The donor’s medical history can be critical
Donor agencies rely on the self-reported medical history of egg and sperm donors, which can lead to gaps in learning important information. Knowing a donor’s medical history may have led some families to make different or more well-informed choices.
After Steven Gunner, a donor-conceived adult, suffered from schizophrenia and died of a drug overdose at age 27 in 2020, his parents, who live in New York, learned of a potential genetic link to his mental illness. A website, Donor Sibling Registry, revealed that the sperm donor the couple had used, a college student at the time of donation, had been hospitalized during childhood for schizophrenia and died of a drug overdose at age 46. Gunner’s story inspired Steven’s Law, a bill that was introduced in Congress in July. If passed, it would mandate sperm banks to collect information on donors’ medical conditions, and donors would have to disclose medical information the banks weren’t able to find.
With limited exceptions, the U.S. Food and Drug Administration requires donors to be screened and tested for relevant communicable disease agents and diseases such as HIV, hepatitis viruses B and C, the Zika virus and several STDs. With current technology, it is also impossible to screen for thousands of rare genetic diseases. “If a couple is using IVF (in vitro fertilization) to conceive with the donor gamete, some may opt for pre-implantation genetic testing to assess for chromosomal abnormalities,” Klock said.
Even these precautions wouldn't cover every disease, and some would-be parents don't get the genetic screening. In a situation where one donor has a large number of offspring, it is concerning that he or she can spread a rare disease to multiple people, said Nick Isel, 37, of Yorkville, Illinois, who was conceived with donor sperm due to his parents’ fertility issues. They told him the truth when he was a teenager, and he found his biological father with a journalist’s help.

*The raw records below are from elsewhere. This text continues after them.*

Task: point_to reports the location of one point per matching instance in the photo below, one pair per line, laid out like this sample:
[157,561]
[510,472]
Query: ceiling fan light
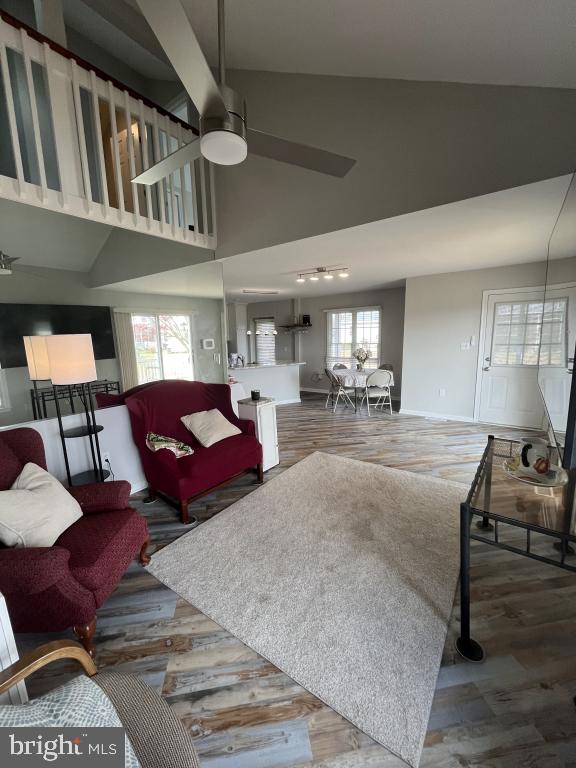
[223,147]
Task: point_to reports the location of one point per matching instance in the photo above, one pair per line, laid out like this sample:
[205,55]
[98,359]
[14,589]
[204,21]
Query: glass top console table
[530,520]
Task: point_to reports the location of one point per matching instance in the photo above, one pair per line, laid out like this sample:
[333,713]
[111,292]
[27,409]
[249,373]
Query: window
[265,335]
[163,347]
[526,332]
[349,329]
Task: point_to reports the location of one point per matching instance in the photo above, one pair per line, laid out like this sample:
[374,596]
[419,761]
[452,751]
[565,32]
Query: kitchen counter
[280,381]
[281,364]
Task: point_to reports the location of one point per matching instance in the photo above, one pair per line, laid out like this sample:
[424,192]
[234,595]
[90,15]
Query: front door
[556,356]
[509,380]
[520,330]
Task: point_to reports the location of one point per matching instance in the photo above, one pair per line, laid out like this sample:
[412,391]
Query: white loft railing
[72,139]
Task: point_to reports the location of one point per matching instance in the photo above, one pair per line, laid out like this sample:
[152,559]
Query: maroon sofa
[49,589]
[158,408]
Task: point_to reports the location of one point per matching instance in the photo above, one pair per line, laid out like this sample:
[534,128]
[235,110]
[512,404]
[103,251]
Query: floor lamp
[38,365]
[71,362]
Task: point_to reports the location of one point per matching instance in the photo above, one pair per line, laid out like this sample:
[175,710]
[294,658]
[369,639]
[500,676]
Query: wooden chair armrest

Since 2016, Isel, who owns a roofing company, has been petitioning the FDA to extend the retention of medical records, requiring the fertility establishment to maintain information on sperm and egg donors for 50 years instead of the current 10-year mandate.
“The lack of family health information,” he said, “is an ongoing, slow-motion public health crisis since donor conception began being regulated by the FDA as a practice.”